Engagement: Easy as it may seem, engagement is still a dream yet to come true on the road to population health management. Engagement is critical on two fronts: the provider network and the patient. Healthcare organizations still have to ramp up their efforts on bringing everyone in the loop, and developing effective patient engagement endeavors and promote their outreach.

Population Health Management with Datashop operating system

The transition to value-based care in healthcare industry calls for population health management. One which can help the healthcare organizations in integrating data, performing analytics, performance tracking, quality reporting, reducing network leakage and accelerating developments in the right areas.

With all this in mind, Datashop thrives on delivering a comprehensive population health management solution that gives real-time insights to caregivers and allows them to identify and mend the care gaps within the defined population. Datashop works on some major fronts:

Seamless data integration: Datashop comes with pre-built connectors to more than 50 widely-used EHR systems and can ingest structured, as well as unstructured clinical, claims, labs, pharmacy, and operational data and present it in a clean and standardized form. Every single patient’s data is mapped out on the network and EMPI is assigned to him for future references.

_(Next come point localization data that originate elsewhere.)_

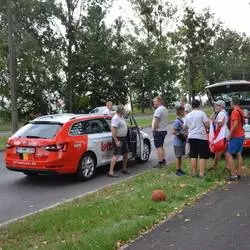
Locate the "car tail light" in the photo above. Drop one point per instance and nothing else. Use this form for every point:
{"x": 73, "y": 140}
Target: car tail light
{"x": 9, "y": 146}
{"x": 56, "y": 147}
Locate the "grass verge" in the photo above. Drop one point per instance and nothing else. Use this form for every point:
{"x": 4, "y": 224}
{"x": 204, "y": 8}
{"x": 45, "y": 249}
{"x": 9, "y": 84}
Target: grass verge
{"x": 114, "y": 215}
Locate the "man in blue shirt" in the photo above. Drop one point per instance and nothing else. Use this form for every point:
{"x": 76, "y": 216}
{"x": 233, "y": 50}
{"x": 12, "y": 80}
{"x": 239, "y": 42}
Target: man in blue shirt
{"x": 179, "y": 140}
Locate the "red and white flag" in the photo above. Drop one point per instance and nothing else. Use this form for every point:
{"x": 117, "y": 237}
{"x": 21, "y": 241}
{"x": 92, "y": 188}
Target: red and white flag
{"x": 217, "y": 138}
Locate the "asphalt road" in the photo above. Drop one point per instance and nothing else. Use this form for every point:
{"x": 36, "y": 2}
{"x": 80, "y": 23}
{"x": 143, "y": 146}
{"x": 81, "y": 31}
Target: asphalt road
{"x": 20, "y": 195}
{"x": 220, "y": 220}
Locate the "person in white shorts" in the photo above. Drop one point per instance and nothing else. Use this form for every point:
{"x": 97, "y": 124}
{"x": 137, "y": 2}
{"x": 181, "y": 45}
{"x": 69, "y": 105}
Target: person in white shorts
{"x": 219, "y": 119}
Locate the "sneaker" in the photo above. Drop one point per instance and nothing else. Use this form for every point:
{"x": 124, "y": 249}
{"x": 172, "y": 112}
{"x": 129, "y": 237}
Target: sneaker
{"x": 233, "y": 178}
{"x": 158, "y": 166}
{"x": 211, "y": 169}
{"x": 181, "y": 171}
{"x": 178, "y": 172}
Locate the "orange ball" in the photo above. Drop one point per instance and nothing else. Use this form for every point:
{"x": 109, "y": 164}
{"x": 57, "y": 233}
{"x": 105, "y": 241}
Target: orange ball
{"x": 158, "y": 195}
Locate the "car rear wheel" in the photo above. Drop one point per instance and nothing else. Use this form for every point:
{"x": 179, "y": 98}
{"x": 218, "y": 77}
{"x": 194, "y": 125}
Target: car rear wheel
{"x": 146, "y": 152}
{"x": 87, "y": 167}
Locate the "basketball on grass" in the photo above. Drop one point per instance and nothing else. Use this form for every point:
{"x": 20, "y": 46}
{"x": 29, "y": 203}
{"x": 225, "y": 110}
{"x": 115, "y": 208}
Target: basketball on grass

Risk stratification: According to various risk models, Datashop’s risk Navigator assigns risk scores to the patients and stratifies population based on their vital medical signs. Furthermore, providers and payers can create patient and disease registries for a better understanding of the population.

Identifying and Addressing care gaps: Once the data is aggregated, it is presented as a holistic, Patient 360 record where providers can look at every patient profile. Once the healthcare networks have the view of all the patient sorted according to various parameters, such as disease type, risk scores, etc. they can easily identify the at-risk population and engage them timely.

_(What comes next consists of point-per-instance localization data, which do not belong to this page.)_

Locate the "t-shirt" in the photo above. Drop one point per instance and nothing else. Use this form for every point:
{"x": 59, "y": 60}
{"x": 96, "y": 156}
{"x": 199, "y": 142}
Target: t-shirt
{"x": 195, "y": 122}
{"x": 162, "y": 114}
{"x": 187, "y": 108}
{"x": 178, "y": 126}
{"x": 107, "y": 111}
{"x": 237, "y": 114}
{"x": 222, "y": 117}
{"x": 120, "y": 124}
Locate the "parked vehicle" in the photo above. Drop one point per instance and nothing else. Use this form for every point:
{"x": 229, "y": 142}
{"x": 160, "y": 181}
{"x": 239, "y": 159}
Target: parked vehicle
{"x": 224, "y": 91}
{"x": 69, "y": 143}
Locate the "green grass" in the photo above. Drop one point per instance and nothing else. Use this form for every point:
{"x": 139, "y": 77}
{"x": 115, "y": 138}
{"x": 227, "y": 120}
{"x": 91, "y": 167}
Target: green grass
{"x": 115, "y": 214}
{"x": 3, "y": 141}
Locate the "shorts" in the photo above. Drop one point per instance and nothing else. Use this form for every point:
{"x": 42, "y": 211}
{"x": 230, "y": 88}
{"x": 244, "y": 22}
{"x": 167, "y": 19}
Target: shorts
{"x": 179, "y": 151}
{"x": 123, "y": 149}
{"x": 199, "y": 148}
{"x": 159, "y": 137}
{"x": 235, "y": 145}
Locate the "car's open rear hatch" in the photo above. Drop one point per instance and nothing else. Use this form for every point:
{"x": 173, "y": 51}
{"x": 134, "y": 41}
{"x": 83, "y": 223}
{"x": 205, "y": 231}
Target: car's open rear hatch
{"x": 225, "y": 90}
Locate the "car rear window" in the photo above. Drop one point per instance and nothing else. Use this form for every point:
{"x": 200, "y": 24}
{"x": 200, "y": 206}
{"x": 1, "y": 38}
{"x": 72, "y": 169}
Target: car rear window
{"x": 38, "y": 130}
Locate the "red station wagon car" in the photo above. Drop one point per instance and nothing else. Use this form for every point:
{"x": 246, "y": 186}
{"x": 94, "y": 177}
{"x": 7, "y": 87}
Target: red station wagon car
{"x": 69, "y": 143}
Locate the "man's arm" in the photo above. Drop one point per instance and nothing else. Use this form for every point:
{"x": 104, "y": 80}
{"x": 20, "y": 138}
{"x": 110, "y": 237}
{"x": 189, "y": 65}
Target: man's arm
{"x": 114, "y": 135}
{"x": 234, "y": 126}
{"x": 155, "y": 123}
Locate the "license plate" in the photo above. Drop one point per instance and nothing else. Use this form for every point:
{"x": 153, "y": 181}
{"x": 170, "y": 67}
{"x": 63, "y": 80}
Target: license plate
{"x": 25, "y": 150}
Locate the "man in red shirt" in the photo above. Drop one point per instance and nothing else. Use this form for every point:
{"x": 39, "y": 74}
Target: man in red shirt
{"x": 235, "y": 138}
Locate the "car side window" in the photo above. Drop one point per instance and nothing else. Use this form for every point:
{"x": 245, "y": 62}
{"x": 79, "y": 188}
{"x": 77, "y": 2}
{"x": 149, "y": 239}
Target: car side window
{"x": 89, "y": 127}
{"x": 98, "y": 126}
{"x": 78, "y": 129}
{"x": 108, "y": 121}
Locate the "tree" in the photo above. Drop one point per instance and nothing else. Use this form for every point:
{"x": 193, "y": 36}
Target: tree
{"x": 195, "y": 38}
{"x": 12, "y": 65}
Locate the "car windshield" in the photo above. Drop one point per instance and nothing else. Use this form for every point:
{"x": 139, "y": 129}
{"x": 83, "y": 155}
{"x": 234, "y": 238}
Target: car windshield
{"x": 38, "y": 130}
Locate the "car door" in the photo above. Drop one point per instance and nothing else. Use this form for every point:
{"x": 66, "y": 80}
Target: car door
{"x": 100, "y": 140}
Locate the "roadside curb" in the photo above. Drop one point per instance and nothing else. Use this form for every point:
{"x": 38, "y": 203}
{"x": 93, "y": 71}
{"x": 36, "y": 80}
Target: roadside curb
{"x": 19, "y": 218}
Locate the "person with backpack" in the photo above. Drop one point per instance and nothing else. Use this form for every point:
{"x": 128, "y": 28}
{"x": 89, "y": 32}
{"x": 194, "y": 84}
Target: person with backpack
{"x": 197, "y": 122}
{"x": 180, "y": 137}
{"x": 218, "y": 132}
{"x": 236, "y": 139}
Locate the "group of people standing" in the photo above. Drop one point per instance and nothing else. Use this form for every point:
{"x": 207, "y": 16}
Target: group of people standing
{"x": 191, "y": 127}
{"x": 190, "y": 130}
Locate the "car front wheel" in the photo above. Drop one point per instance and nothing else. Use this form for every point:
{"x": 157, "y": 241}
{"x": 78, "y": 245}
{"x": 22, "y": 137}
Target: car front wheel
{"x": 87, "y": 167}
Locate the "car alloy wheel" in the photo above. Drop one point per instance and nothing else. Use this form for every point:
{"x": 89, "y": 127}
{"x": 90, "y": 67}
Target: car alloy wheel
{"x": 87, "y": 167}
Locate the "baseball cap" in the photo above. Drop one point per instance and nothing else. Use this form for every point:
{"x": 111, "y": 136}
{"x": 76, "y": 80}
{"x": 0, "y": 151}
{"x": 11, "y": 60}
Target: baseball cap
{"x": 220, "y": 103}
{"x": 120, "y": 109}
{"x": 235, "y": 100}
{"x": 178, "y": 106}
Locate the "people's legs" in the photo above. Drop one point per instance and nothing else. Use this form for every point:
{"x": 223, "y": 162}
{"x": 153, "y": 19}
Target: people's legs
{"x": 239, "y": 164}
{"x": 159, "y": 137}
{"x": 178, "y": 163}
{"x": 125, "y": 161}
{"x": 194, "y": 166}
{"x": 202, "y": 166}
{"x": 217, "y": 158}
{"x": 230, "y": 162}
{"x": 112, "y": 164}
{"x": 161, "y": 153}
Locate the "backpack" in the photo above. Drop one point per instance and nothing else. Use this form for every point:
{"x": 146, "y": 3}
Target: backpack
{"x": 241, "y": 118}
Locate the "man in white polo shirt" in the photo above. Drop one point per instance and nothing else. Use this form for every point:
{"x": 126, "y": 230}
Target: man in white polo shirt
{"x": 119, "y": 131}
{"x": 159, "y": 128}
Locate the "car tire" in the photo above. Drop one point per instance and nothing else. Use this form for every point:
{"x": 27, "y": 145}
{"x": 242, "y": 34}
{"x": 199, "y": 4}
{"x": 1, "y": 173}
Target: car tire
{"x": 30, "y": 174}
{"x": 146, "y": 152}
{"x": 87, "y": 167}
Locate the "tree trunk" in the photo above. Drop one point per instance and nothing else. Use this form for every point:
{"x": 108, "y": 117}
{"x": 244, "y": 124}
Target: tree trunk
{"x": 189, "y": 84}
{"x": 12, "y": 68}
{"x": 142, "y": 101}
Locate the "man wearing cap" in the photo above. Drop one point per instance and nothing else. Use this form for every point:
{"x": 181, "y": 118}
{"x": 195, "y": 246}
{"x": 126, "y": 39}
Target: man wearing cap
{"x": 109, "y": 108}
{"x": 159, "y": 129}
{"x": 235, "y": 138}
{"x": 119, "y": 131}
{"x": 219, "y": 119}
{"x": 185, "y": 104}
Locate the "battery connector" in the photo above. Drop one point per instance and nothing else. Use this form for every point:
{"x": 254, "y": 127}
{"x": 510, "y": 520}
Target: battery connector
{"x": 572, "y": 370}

Monitor Outcomes: It’s extremely important that healthcare systems track their growth and take corrective measures to sustain it. Datashop equips providers with drilled-down analysis which they can use to evaluate their clinical outcomes, the cost of care and patient satisfaction levels. Combined with predictive analytics, healthcare organizations can determine probable outcomes and take some measures to correct their course of action.

Care management: Datashop provides the care teams with advanced care coordination. Providers can easily track the patients who are in need of chronic care. Additionally, Datashop’s artificially intelligent care coordination streamlines the process. A health coach can view all the recently discharged or at-risk patients in a timeline fashion. Push alerts about such population make it really easy for them keep up with the population trend.

Moreover, Datashop provides intuitive and visually adaptive dashboards which remove the hard work required while dealing with excel sheets, saving a lot of time for the care teams. Datashop also provides the capability to create custom measures and dashboard for a better understanding of population and one’s network’s performance.

Into the Future: A Value-based Care World

Most healthcare organizations understand the potential and value of an effective population health management solution, but only a few have been able to achieve the goals. The need of the hour is the right platform that combines technology with analytics and approaches the ultimate goal of population health management with a methodical approach. Datashop provides data integration on its bi-directionally interoperable platform that helps healthcare organizations overcome the barriers to realizing their benchmarks and extend their commitment to their patients at lowered costs, achieving true value-based outcomes.

One needs to be future-ready to be able to deal with the challenges which might come later. Next generation technology which not only streamlines the healthcare delivery process but brings the golden memories of healthcare back.